In choosing the subject for this music-drama, Puccini set himself a task to which even his extraordinary competency as a lyric-dramatist has not quite been equal. As every one knows, the story for which Puccini has here sought a lyrico-dramatic expression is that of an American naval officer who marries little “Madame Butterfly” in Japan, deserts her, and cheerfully calls upon her three years later with the “real” wife whom he has married in America. The name of this amiable gentleman is Pinkerton—B.F. Pinkerton—or, in full, Benjamin Franklin Pinkerton. Now it would scarcely seem to require elaborate argument to demonstrate that the presence in a highly emotional lyric-drama of a gentleman named Benjamin Franklin Pinkerton—a gentleman who is, moreover, the hero of the piece—is, to put it briefly, a little inharmonious. The matter is not helped by the fact that the action is of to-day, and that one bears away from the performance the recollection of Benjamin Franklin Pinkerton asking his friend, the United States consul at Nagasaki, if he will have some whiskys-and-soda. There lingers also a vaguer memory of the consul declaring, in a more or less lyrical phrase, that he “is not a student of ornithology.”


 

The Critic Criticized

Lawrence made a passing remark about a supposed decision of a Council that women have no souls. This provoked the ire of the Jesuits at America.

But who is Mr. Lawrence Gilman? A thousand pardons! Thumb your Who’s Who, brother, and when found, make a note on’t, that Mr. Lawrence Gilman is a gentleman with a weakness for music, a young-eyed cherub, fond of harmony,,, he has written a guide to Strauss’s Salome; he is said to be an authority on Certain Aspects of Modern Drama; and – be it spoken – he is the musical critic on the staff of the North American Review, Higher than this dizzy eminence, fame mounts but slowly; yet one gathers from the modest reticence of the Who’s Who paragraph, that Mr.
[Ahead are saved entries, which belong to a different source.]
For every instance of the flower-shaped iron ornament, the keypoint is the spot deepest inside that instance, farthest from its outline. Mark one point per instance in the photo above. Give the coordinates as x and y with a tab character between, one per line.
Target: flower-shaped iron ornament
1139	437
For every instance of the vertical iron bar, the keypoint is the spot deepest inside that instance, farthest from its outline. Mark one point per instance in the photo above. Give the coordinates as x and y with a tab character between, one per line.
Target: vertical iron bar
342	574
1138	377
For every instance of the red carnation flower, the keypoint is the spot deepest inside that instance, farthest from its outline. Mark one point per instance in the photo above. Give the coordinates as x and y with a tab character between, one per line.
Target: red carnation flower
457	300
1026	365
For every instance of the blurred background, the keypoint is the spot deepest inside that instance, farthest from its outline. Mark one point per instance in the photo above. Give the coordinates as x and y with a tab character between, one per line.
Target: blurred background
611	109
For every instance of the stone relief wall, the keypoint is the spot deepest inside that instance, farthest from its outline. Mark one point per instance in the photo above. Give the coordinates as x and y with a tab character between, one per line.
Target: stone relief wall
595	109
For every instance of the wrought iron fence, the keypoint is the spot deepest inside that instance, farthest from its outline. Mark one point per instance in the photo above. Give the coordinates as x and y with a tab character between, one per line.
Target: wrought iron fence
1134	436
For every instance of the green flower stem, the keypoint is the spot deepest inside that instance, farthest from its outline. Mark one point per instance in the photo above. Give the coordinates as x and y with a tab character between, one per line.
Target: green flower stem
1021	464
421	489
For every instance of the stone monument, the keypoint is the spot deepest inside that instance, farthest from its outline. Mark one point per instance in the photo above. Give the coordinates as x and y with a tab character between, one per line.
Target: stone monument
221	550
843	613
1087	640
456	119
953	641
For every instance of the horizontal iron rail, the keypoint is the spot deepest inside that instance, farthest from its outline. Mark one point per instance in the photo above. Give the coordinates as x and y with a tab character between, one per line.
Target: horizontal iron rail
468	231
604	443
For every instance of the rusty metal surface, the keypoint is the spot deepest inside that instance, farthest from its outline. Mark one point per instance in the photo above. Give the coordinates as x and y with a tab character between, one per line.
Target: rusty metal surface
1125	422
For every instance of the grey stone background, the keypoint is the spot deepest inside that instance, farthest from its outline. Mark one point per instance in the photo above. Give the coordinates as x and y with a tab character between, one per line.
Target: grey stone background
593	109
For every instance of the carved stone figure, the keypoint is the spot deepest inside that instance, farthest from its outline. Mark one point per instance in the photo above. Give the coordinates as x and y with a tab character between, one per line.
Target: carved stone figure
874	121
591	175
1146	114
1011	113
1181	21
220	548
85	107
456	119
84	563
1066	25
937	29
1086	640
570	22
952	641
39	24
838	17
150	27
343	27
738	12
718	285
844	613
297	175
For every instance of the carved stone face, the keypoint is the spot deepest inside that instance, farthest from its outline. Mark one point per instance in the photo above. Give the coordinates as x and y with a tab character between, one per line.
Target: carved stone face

Gilman likewise plays very prettily upon the organ and piano.

Seated one day at the organ, Mr. Gilman was borne on the strains of melody into new fields. He had lately read a treatise by Herr Emil Lucka, “a young Viennese philosopher whose remarkable book Eros attempts no less staggering a task than the study of the evolution of human love.” “Young” is a pat phrase, even as is “staggering” yet each is superfluous, for none but a young man would choose this topic, and even the most matured intellect would stagger under the burden. But, O woful day, on which music and metaphysics, with a dash of poetry and a hint of mysticism, met together in the heaving bosom of Mr. Lawrence Gilman! They met, but they kissed not; the fought; the dust of the battle and the shouting possessed the brain of the unhappy organist; the resulting phantasmagoria ran into Mr. Gilman’s pen to issue forth on page 910 of the North American Review: “In the beginning of the twelfth century a new and unprecedented emotion – spiritual love of man for woman based on personality – made its appearance. Woman, one despised –woman, to whom at the Council of Mâcon a soul had been denied  – became now a queen, a divinity.”

This was of course nonsense. America continued

The statement then, that woman was denied a soul by the Council of Mâcon or any other Council, indicates in him who makes it, either ignorance, or a disregard of the Eighth Commandment. In Mr. Gilman it indicates ignorance, the outcome of a trusting gentle nature. His poetic mind views with amiable tolerance the hoary legends of the past; he is devoid of the critical spirit; his head is in the clouds. Very likely some suffragette, impatient of Romish conservatism, whispered this tale into his guileless ear.

And so on.


 

Family

Lawrence Gilman married Elizabeth Wright Walter (1875-1964) on August 1, 1904. They had one child, Elizabeth Lawrence Gilman (1905-2006). Lawrence Gilman died at Sugar Hill, in Grafton, New Hampshire September 8, 1939. The New York Philharmonic broadcast a memorial concert for him on October 22, 1939, with Siegfried’s Funeral March and the closing scene of Gotterdammerung.